「杵柄」の読み方と意味
「杵柄」という言葉は名詞で、「きねづか」と読みます。「杵」とは、日本で古来、臼に入れた穀物などをつきこねるための、細長い木製の道具のことを指します。お正月などのイベントの餅つきで、今でも使われているのをご覧になったことがある方もいらっしゃるでしょう。
また「柄」は「え」とも読みますが、「刀剣や棒などの手で握る部分」を示します。これは紙を束ねた「束」や「掴む(つかむ)」とも同じ語源の言葉とされています。「刀の柄に手をかける」といった用例があります。
これらのことから、「杵柄」は「穀物などをつきこねる杵の柄の部分」という意味合いを示します。これが、現代では次項でご説明するような由来から「昔身につけた技術」といった意味で、一般には用いられています。
「杵柄」の由来
「杵柄」は、文字通りには「穀物などを臼でつく杵の柄(え)の部分」という意味合いですが、これが転じて「以前身につけた技」といった意味での使われ方が、現在では通例となっています。
かつて農耕で暮らしを営んでいた日本社会では、刈り取った穀物を臼でついて脱穀したり、ごちそうである餅をつくのは、大変重要な仕事の一つでした。特に餅つきは「ハレの日」といっためでたい儀礼などで行うものであり、一家の大黒柱や主人が杵で餅をついて一族や客人にふるまう風習は、今でも見ることができます。
こうした杵で餅をつくといった大事な技術は、年を取ってやらなくなったとしても、体が覚えていて容易に忘れることはないものです。こうした事例から「若い頃に身につけた腕前は、年月を経ても発揮できる」といったことを比喩する言い方として、「杵柄」が用いられるようになったようです。
「杵柄」の使い方や例文
「杵柄」という言葉は、通常は「昔とった杵柄」という定型的な慣用句の中で用いられることがほとんどだといえます。「とった」は漢字で「取った」とも「操った」とも表記されますが、いずれも「昔、餅つきなどの際に、つかんでいた杵の柄」という意味合いになります。

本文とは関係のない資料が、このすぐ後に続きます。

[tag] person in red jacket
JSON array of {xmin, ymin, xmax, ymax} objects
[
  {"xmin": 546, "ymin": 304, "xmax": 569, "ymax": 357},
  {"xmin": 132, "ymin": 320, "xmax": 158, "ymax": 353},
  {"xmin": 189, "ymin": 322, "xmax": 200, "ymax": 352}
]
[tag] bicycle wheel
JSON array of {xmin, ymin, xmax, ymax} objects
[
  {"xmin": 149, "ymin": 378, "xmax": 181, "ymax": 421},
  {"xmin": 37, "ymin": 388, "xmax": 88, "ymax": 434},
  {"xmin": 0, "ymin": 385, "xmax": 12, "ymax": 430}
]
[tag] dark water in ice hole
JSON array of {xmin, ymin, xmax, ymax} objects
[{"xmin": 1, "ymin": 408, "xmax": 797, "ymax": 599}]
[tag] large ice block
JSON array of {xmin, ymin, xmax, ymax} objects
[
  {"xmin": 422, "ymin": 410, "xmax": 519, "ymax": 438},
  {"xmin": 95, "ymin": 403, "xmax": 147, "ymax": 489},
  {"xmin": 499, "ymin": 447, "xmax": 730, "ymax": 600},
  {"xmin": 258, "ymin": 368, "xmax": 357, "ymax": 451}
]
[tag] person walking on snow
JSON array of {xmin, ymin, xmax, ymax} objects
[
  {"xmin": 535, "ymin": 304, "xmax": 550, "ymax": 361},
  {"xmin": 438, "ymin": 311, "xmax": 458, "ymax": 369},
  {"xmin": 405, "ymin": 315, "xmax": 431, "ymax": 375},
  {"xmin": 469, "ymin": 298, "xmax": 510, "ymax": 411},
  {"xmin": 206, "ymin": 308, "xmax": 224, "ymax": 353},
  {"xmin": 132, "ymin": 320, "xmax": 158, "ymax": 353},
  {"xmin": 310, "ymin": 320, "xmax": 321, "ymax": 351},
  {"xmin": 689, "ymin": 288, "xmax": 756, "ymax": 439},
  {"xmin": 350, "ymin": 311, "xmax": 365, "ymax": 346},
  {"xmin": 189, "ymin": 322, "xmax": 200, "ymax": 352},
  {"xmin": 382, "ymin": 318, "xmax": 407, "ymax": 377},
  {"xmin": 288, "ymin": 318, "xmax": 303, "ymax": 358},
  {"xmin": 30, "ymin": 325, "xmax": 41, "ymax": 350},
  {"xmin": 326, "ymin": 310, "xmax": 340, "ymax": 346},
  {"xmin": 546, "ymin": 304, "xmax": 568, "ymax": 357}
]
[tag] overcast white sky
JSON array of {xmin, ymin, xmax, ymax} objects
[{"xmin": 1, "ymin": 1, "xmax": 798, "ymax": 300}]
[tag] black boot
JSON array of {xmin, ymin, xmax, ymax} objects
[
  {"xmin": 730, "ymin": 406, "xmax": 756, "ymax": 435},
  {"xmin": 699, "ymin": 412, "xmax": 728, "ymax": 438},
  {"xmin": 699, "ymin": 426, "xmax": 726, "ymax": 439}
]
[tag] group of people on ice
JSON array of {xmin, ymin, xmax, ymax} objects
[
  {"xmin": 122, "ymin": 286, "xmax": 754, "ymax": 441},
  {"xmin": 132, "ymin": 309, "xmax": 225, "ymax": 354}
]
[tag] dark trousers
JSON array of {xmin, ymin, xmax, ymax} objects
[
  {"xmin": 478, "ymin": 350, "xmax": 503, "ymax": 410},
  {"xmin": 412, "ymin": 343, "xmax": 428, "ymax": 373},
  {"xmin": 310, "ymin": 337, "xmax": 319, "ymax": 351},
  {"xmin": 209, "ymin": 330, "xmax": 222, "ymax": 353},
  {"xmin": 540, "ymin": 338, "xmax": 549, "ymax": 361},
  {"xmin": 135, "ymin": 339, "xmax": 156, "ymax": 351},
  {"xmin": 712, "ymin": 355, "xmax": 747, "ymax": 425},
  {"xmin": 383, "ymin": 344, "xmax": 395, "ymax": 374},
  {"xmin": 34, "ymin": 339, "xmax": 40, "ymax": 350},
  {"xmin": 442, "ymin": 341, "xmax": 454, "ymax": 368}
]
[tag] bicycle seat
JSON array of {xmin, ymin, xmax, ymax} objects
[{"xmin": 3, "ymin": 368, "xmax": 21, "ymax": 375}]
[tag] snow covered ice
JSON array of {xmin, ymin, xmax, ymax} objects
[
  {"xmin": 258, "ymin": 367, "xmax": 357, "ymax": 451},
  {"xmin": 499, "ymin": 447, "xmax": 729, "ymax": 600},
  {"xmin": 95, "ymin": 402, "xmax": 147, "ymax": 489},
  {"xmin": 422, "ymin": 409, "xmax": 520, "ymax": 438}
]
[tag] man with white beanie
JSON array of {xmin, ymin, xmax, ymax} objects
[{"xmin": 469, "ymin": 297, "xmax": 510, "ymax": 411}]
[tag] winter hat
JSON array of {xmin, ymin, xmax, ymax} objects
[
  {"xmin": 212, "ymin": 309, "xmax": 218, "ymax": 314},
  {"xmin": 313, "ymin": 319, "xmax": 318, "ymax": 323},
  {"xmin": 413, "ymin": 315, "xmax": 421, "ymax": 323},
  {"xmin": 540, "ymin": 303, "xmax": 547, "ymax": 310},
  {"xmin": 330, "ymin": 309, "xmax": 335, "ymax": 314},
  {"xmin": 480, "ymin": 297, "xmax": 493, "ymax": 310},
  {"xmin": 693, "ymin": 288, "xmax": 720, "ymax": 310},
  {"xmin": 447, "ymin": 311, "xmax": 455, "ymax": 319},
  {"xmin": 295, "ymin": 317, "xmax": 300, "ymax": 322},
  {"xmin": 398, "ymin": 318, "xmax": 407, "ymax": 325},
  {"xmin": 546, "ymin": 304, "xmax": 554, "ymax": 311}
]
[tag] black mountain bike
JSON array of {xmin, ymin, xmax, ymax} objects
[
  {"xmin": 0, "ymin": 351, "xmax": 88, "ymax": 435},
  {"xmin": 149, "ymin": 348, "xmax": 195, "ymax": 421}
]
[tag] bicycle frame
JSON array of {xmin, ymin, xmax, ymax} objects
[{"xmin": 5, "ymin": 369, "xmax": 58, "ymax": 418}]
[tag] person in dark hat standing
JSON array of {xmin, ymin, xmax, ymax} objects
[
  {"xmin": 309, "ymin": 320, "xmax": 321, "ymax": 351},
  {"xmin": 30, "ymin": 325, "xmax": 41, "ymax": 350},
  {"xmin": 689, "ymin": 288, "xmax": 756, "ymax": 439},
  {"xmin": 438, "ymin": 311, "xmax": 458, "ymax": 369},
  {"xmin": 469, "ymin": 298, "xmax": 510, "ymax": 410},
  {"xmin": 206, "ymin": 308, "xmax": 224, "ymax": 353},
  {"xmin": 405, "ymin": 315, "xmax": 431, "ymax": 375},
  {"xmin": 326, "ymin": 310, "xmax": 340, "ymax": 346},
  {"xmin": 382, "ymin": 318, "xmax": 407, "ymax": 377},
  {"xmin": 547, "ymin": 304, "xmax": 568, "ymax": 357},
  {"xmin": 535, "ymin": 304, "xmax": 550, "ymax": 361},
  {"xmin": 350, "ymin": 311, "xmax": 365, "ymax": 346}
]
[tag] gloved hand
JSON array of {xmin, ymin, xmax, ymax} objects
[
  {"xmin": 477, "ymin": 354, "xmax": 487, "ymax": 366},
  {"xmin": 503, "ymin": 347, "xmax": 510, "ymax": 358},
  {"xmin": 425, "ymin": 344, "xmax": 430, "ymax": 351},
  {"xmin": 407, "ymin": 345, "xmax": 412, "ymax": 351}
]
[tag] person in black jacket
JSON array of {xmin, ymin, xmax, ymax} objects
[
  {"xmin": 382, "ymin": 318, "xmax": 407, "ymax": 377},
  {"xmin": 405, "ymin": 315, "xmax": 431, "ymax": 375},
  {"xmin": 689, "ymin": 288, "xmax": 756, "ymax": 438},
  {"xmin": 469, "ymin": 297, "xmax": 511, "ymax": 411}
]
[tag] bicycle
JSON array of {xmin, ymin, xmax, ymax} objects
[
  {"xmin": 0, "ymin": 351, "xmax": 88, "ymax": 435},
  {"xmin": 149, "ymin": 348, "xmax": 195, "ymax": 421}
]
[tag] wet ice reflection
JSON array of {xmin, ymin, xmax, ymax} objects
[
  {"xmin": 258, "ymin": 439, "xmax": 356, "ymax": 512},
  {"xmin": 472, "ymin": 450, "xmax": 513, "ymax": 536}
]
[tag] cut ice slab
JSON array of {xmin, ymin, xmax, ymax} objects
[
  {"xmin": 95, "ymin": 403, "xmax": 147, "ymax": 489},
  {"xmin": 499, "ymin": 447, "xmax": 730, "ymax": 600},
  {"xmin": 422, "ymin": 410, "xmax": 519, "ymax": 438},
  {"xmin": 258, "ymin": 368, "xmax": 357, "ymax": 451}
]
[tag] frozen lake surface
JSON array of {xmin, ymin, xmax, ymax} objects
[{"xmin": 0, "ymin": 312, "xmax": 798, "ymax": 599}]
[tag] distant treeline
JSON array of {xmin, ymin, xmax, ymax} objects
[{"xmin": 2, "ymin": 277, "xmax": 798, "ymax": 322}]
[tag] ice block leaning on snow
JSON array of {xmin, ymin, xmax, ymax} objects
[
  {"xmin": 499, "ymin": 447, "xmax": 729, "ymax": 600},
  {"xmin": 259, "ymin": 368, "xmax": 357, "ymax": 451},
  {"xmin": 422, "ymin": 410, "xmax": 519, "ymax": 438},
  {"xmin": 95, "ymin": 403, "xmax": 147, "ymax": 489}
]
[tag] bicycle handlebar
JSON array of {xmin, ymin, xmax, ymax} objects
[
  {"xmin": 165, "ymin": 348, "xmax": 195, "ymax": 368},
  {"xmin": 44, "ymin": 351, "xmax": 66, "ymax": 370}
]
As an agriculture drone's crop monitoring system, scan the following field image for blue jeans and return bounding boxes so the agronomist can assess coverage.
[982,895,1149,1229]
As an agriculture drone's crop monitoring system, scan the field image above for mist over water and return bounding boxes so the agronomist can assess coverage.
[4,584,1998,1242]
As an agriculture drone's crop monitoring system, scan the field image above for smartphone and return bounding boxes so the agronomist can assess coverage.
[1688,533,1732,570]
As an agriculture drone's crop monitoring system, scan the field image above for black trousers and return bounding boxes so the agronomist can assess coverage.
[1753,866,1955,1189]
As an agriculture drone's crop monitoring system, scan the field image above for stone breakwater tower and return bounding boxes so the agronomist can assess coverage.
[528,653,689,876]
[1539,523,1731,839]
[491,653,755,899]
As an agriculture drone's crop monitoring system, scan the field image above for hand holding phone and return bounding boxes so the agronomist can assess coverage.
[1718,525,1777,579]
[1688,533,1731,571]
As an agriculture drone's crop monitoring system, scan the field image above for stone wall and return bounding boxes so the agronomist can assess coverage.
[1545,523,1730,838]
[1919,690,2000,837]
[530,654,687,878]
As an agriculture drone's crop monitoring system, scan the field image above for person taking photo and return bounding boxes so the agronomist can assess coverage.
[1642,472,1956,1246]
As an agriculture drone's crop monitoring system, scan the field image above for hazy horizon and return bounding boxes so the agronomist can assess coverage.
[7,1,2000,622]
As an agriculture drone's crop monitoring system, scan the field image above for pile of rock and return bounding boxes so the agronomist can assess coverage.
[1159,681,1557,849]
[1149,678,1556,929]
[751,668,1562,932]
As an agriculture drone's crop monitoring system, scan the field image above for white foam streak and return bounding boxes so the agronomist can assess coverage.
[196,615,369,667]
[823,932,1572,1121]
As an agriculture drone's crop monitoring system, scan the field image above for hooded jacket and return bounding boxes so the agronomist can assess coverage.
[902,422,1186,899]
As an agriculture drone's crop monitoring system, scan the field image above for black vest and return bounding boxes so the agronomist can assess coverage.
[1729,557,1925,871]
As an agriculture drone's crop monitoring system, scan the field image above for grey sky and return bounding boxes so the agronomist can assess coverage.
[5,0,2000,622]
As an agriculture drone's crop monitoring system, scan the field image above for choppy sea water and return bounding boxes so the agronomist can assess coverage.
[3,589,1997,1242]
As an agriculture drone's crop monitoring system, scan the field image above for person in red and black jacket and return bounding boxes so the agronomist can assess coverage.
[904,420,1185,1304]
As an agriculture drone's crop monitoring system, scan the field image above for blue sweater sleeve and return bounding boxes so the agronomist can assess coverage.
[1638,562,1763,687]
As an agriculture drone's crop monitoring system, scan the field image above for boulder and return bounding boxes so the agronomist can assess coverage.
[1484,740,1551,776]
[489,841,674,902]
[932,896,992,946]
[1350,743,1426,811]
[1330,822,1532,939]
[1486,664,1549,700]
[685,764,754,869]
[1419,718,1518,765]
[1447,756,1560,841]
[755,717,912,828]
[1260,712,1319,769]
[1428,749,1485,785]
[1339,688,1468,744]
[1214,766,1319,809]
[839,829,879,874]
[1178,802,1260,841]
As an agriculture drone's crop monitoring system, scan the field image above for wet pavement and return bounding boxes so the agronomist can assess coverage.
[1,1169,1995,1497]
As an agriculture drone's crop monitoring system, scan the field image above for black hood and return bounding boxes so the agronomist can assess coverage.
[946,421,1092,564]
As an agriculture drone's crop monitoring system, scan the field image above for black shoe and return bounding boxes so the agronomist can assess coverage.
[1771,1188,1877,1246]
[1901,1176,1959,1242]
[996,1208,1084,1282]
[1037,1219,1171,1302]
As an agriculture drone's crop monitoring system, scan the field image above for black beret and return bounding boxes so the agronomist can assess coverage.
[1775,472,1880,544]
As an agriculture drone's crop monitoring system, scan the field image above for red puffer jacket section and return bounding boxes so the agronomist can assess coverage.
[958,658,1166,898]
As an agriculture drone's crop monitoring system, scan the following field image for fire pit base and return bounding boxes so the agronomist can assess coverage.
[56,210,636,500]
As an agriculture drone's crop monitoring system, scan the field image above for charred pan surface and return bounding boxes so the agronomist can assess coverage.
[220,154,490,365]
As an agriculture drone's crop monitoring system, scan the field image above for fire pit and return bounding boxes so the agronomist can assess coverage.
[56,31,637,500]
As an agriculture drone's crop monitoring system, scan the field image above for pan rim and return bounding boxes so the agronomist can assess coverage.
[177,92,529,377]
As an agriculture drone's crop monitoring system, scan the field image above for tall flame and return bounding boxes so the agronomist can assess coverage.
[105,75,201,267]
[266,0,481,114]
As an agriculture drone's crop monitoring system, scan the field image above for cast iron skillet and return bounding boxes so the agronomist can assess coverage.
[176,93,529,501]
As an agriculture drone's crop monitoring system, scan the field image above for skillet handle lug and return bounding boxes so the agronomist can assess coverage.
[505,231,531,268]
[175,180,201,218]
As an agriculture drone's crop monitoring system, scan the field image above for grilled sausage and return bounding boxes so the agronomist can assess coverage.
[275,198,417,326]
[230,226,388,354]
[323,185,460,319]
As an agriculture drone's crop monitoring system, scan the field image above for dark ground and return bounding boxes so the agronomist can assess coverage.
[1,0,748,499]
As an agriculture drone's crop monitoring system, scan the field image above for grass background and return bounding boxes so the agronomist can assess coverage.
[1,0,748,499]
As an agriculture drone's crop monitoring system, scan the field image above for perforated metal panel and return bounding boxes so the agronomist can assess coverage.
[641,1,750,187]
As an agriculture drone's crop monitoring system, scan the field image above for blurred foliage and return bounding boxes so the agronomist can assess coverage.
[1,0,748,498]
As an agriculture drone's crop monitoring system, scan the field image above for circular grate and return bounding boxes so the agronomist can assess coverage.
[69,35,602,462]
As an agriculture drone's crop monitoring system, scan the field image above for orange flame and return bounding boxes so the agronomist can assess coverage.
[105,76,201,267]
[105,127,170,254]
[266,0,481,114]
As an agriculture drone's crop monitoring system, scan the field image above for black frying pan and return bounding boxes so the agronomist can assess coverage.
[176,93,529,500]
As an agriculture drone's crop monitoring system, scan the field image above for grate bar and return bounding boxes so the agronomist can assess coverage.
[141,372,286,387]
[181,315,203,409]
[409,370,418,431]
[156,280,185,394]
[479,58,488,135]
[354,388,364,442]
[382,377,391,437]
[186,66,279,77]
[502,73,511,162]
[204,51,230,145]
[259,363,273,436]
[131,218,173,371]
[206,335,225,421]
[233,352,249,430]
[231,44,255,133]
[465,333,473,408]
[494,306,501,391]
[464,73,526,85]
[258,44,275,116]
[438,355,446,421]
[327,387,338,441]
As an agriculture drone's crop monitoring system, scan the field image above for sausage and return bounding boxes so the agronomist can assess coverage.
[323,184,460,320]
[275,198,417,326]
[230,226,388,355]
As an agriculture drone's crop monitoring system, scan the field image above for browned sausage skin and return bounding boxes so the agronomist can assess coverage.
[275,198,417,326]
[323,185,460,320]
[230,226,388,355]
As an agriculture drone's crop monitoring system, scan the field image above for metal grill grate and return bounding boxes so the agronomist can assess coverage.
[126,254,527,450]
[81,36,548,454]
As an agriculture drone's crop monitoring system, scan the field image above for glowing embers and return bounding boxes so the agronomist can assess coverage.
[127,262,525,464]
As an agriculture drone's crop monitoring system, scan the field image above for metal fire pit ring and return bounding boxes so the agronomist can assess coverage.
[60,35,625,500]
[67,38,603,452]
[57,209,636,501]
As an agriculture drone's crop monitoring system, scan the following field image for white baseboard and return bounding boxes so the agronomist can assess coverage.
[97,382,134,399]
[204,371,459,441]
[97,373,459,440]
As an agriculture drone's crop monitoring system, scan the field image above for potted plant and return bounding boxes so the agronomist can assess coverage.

「昔とった杵柄」は「以前身につけた技術や腕前などが、今でも衰えていないこと」を示す比喩的な言い方です。「年齢を重ねた現在でもまだ十分発揮できる」ことを意味する表現ですので、「若い頃はたしなんだが、今では錆びついてまるでできない」といった場合には用いません。このため「学生時代はギターが趣味だったが、昔とった杵柄で今は触りもしないよ」といった言い方は誤用となります。
「杵柄」の例文
- 草野球なんて高校の野球部以来だったが、そこは昔とった杵柄。結構さまになるものだね。
- 実は若い頃居酒屋の厨房でアルバイトしていたんだ。昔とった杵柄だから、料理は任せてくれ。
- 昔とった杵柄とは言うが、さすがに何十年もたつと忘れてることもあるね。
「杵柄」の対義語
「杵柄」を使った比喩的な慣用句「昔とった杵柄」の反対の意味の表現としては、次のようなものが挙げられます。
- 「騏驎(きりん)も老(お)いぬれば駑馬(どんば)に劣る」…一日に千里も走る駿馬といえども、老いてしまえば足の遅い駄馬になってしまう。転じていかに若い頃才覚が優れた人物であっても、年を取れば衰え、普通の人と変わらなくなるという例え。
- 「昔千里も今一里」…昔は千里を駆け抜けた速さだったが、今では一里が精いっぱいだ。転じて、若い頃は優れた才能があっても年を取ると凡人と同じになる、という例え。
「杵柄」のまとめ
今回ご紹介した「杵柄」は、「年寄りになっても若いときの技はまだまだ錆びてない」とポジティブな印象があり、中高年には心強い言葉です。ただ、似たような表現でも中高年を戒める慣用句がありますので、最後にご紹介しておきます。
それは「雀(すずめ)百まで踊り忘れず」です。「雀は死ぬまで飛び跳ねる癖が抜けない。同じように、幼い時や若い頃に染みついた習慣は年を取っても直らないものだ」と、辛辣な意味合いがあります。慣用句やことわざは、人のさまざまな姿をよく表していますね。